(AGENPARL) - Roma, 28 Maggio 2026 - Il Prefetto di Napoli, Michele di Bari, rende noto che, nella mattinata odierna, si è svolta, nella galleria Casalnuovo, sulla nuova tratta Napoli – Cancello dell’itinerario Napoli – Bari, un’esercitazione di Protezione Civile realizzata con il coordinamento della Prefettura di Napoli, cui hanno partecipato le strutture di Rete Ferroviaria Italiana, FS Engineering e FS Security (Gruppo FS Italiane), il Consorzio NACAV, la Protezione Civile della Regione Campania, il Comando Provinciale dei Vigili del Fuoco di Napoli, la Centrale Operativa Territoriale 118 Asl Napoli 2 Nord, il Referente Sanitario Regionale i Carabinieri, la Questura di Napoli, la Polfer, la Polizia Stradale, la Guardia di Finanza, la Polizia Municipale dei Comuni di Casoria, Afragola e Casalnuovo di Napoli, l’ARPA Campania e le associazioni di volontariato.

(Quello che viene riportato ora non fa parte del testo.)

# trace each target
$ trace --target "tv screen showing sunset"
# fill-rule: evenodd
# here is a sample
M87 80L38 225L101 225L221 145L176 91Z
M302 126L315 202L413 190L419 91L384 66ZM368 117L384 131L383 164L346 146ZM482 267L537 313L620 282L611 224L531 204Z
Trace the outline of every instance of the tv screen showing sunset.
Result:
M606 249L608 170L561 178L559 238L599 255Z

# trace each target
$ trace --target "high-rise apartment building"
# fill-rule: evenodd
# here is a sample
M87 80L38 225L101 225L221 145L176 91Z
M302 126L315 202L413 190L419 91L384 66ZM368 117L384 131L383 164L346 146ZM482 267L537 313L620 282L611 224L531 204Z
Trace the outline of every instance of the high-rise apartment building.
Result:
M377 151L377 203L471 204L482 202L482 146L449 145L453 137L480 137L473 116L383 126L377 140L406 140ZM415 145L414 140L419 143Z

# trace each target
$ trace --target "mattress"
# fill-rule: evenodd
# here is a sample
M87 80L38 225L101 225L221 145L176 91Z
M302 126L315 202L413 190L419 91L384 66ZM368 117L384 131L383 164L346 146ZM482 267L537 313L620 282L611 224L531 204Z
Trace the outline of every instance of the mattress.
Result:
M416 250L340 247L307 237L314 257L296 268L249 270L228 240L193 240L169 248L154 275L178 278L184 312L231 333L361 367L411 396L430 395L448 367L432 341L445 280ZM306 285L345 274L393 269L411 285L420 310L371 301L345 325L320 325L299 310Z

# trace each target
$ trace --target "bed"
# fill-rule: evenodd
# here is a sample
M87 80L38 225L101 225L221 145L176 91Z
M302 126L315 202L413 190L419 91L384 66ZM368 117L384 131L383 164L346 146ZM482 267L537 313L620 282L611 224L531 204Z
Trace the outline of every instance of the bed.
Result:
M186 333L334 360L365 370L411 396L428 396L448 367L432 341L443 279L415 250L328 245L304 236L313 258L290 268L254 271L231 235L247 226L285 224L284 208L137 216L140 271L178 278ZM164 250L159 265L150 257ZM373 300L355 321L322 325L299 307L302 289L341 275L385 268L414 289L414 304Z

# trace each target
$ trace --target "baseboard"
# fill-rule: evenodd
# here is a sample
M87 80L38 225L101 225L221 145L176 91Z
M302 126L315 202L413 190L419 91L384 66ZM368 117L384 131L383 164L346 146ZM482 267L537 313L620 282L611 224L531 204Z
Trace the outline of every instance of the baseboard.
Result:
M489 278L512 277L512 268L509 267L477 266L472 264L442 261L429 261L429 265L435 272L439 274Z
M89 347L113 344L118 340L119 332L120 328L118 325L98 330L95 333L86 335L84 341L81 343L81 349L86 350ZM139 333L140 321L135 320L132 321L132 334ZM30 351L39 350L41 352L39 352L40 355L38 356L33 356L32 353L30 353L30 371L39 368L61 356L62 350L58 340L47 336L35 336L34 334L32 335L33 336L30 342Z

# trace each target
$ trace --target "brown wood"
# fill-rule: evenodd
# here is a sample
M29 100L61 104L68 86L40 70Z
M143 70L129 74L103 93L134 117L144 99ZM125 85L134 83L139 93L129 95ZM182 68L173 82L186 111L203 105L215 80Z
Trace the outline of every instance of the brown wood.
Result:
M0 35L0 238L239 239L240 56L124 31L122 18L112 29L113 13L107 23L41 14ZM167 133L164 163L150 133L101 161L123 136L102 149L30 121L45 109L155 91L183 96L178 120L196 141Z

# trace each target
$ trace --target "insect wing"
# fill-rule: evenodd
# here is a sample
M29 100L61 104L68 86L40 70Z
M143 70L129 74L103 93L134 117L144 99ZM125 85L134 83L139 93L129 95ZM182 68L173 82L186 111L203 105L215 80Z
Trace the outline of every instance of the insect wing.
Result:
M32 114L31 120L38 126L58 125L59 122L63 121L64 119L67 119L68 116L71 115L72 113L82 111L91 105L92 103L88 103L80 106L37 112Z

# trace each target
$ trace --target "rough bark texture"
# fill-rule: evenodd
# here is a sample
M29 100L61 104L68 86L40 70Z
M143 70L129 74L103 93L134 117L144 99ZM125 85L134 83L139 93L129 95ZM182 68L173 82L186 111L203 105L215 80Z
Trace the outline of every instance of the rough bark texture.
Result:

Di seguito i dettagli dell’esercitazione.
A bordo di un convoglio, simulato con un mezzo d’opera, partito dalla stazione di Napoli Afragola e diretto verso Napoli Centrale, il personale di bordo si accorge di un principio d’incendio e avvisa immediatamente il macchinista, che arresta il treno all’interno della galleria Casalnuovo, sulla variante Cancello della nuova linea Alta Velocità/Alta Capacità Napoli – Bari. Constatato il pericolo, il personale attiva prontamente tutte le procedure di assistenza ai passeggeri e avvisa la Sala Operativa per richiedere l’intervento dei soccorsi. Terminate le operazioni, si procede prima alla messa in sicurezza dei passeggeri e alle operazioni di soccorso, e successivamente allo spostamento del convoglio in zona protetta.
Nell’occasione sono stati verificati i flussi di comunicazione e testato il Piano di Emergenza e Soccorso della galleria nonché le procedure per incrementare gli standard di sicurezza. È stata, inoltre, verificata la capacità di risposta del sistema dei soccorsi in situazioni di emergenza, attraverso il riscontro dei tempi di intervento, delle modalità di attivazione degli Enti coinvolti e dell’idoneità dei mezzi di comunicazione.
L’attività esercitativa non ha avuto alcuna ripercussione sulla circolazione dei treni.